The Landscape and Biodiversity Research Group (LBRG) in the School of Science and Technology at The University of Northampton carries out fundamental and applied research in the area of landscape ecology and its relationship to biodiversity and the ecology of species interactions. Research is mainly focussed on the effects of habitat modification and fragmentation on species' autecologies, seed dispersal, pollinator behaviour and plant reproductive success, and species richness. Research involves species- and community-level studies of ecology and conservation.

The LBRG currently consists of three permanent academic staff (Dr Jeff Ollerton, Dr Janet Jackson and Dr Duncan McCollin), postdoctoral researchers who are affiliated to the group either directly or as alumni (including Dr Jolyon Alderman, visiting research fellow), and postgraduate research students. In addition, the group has ongoing research collaborations with colleagues at a number of UK and international universities and research centres.

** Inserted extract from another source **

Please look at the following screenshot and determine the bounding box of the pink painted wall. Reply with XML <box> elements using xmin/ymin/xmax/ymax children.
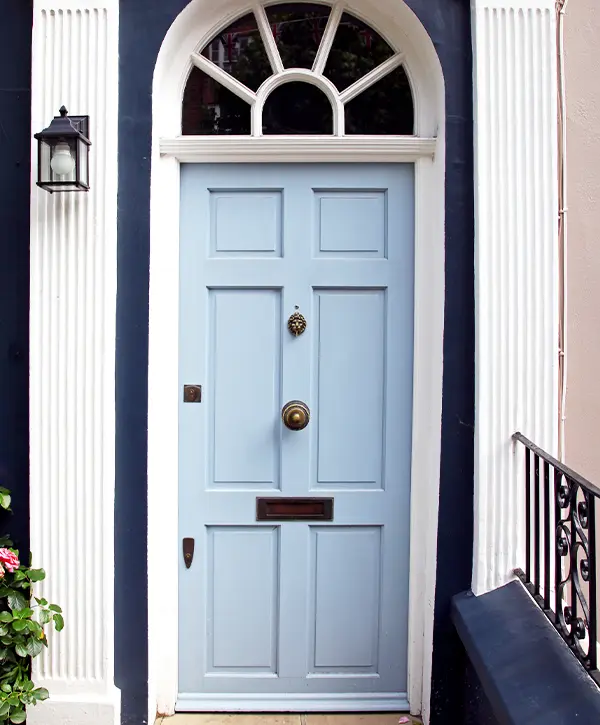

The main research themes of the LBRG are:
- Hedgerow biodiversity
- Landscape fragmentation and modelling
- The ecology, evolution and conservation of plant-pollinator interactions
- Pollinators and landscape structure
- River and floodplain management

Research has been funded by a range of organisations, including: NERC, BBSRC, The Royal Society, The Leverhulme Trust, The British Ecological Society, The Biodiversity Trust, The Royal Entomological Society, South Northamptonshire Council, Friends of the Upper Nene (FUN), The University of Northampton, English Partnerships,
SITA Environmental Trust (in collaboration with the SITA Centre for Sustainable Wastes Management) and the Finnis Scott Foundation.